Inspired by Tomaz Bratanic’s article, I also added the entity linking function in my NLP pipeline. Its task is to disambiguate nouns. For example, both vitamin C and ascorbic acid will be converted to ascorbic acid. Under the hood, it uses NCBI MeSH to do the conversion over the internet and caches the results. The function will then first consult the caches before it goes to NCBI. This brings two benefits. On the one hand, it saves bandwidth. On the other hand, the user can examine the entity linkages and make the necessary changes. For example, according to MeSH, the most relevant hit for xyloglucan is xyloglucan endotransglycosylase instead of xyloglucan itself. But I can simply correct this error in the cache.tsv file and the pipeline will return the right entity from now on.

Once all the files are ready, we can import them into Aura. First, create an empty Aura instance (Figure 3). Secure your password in a password manager for later use.

Figure 3. Create an empty Aura instance. Image by author.

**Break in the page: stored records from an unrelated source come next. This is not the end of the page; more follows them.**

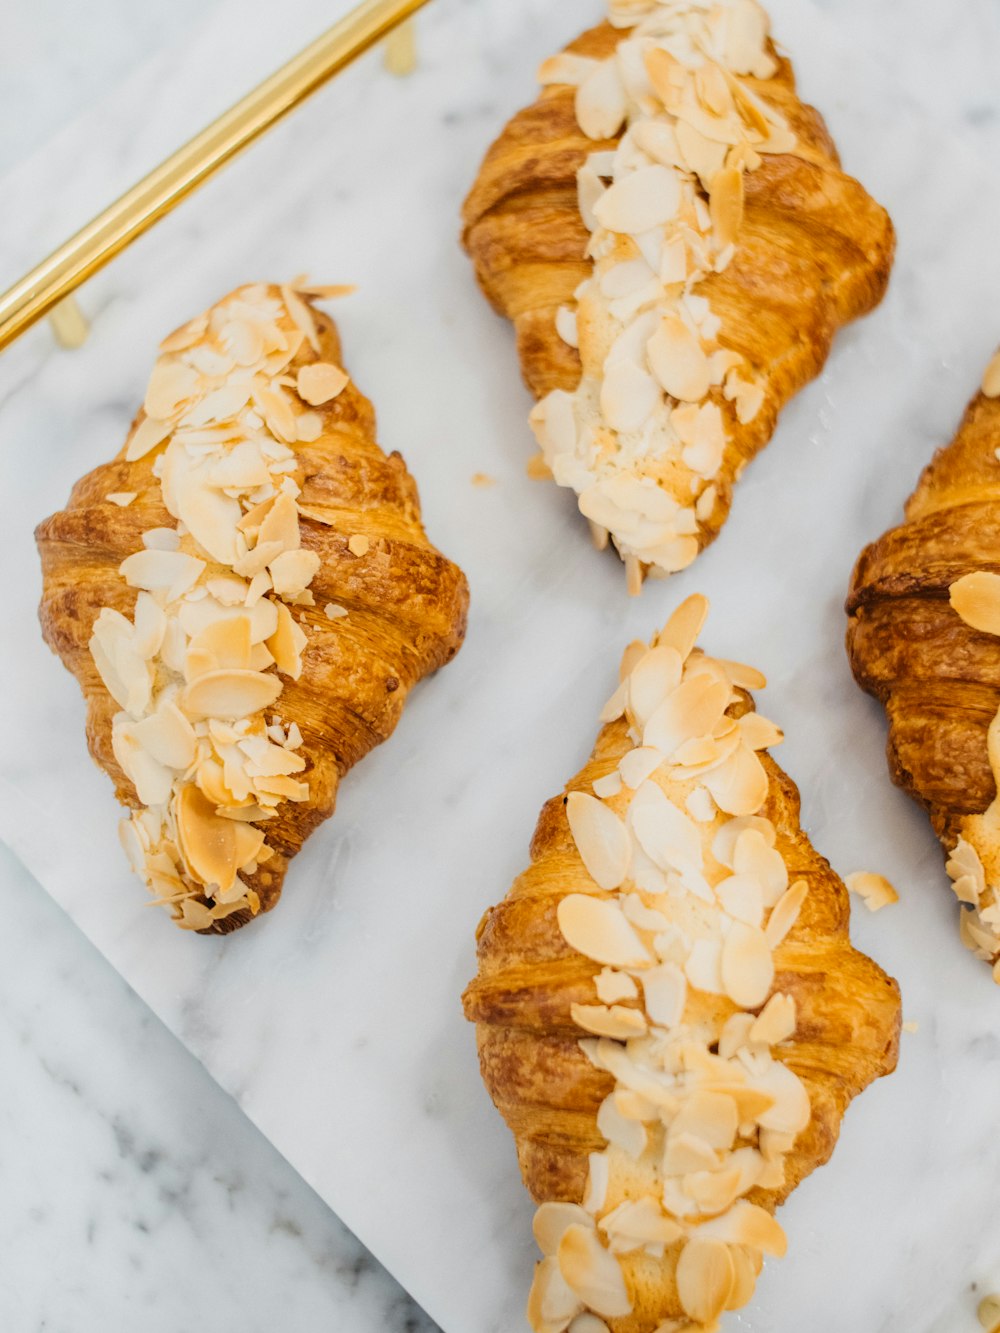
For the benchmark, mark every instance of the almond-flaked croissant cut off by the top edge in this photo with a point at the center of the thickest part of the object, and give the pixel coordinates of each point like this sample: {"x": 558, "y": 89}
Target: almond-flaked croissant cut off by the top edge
{"x": 673, "y": 237}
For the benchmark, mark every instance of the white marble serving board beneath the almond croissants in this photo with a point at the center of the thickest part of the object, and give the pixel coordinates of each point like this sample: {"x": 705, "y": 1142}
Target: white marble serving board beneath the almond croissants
{"x": 337, "y": 1022}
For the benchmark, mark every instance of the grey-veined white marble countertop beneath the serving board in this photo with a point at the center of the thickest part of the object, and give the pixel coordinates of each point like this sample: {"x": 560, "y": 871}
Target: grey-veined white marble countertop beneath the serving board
{"x": 134, "y": 1194}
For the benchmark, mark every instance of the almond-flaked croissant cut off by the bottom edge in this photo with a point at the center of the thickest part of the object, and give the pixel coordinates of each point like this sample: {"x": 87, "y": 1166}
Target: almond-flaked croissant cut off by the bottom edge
{"x": 670, "y": 1014}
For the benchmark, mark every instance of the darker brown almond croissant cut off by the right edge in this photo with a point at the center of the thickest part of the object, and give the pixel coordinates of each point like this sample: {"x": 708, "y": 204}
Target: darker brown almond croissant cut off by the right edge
{"x": 925, "y": 619}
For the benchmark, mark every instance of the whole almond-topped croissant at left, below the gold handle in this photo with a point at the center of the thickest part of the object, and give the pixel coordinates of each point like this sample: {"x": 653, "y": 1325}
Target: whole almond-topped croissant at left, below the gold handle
{"x": 246, "y": 597}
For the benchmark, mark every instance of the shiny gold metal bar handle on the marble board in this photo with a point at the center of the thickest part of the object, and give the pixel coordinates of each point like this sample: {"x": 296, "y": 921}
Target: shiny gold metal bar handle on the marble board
{"x": 137, "y": 211}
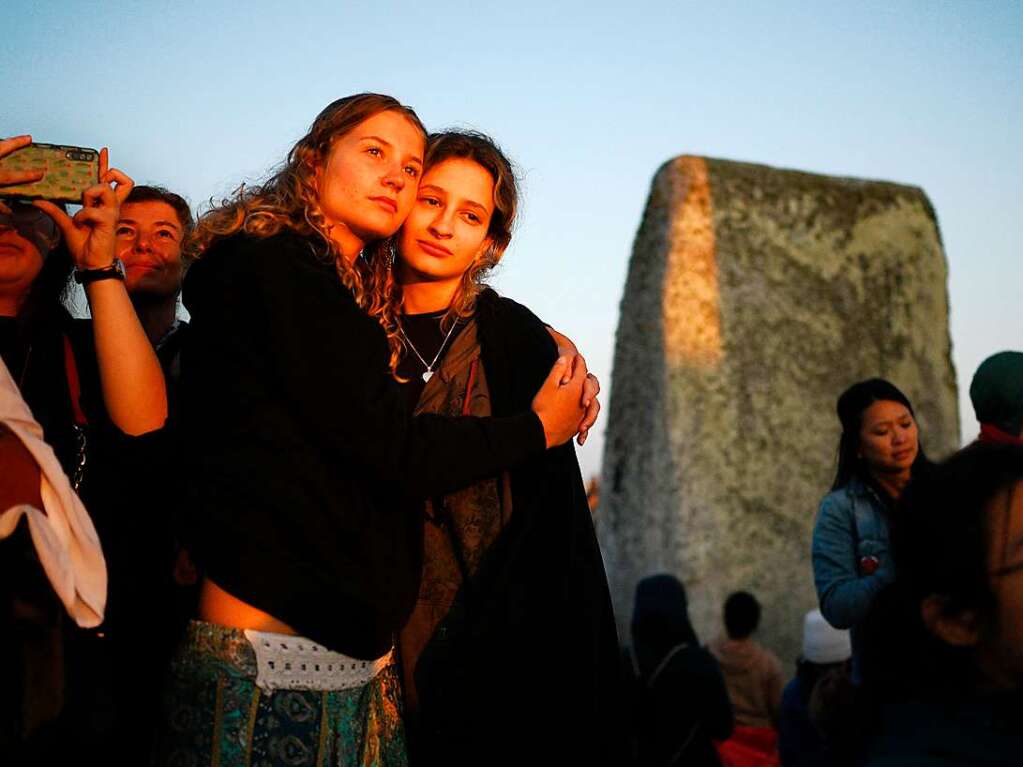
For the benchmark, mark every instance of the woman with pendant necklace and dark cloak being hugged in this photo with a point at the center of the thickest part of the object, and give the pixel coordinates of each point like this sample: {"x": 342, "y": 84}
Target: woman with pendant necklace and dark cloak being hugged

Afterwards, select the Data Importer and drag all the CSV and TSV files into the Files panel. Then create four types of nodes: Taxon, Genome, Cazy and Substrate and nine types of relations (Figure 4). You can find the data model with data in my link.

Figure 4. The schema or data model in the CAZy knowledge graph. Image by author.

When everything is set, click the Run Import button and Aura should import all the data in one minute.

After the import, we can open Bloom by clicking the Explore button. In Bloom, we can explore the CAZy knowledge graph freely. For example, I can visualize all the BINDS relations with the following query.

Figure 5. All the BINDS relations in the CAZy knowledge graph. Image by author.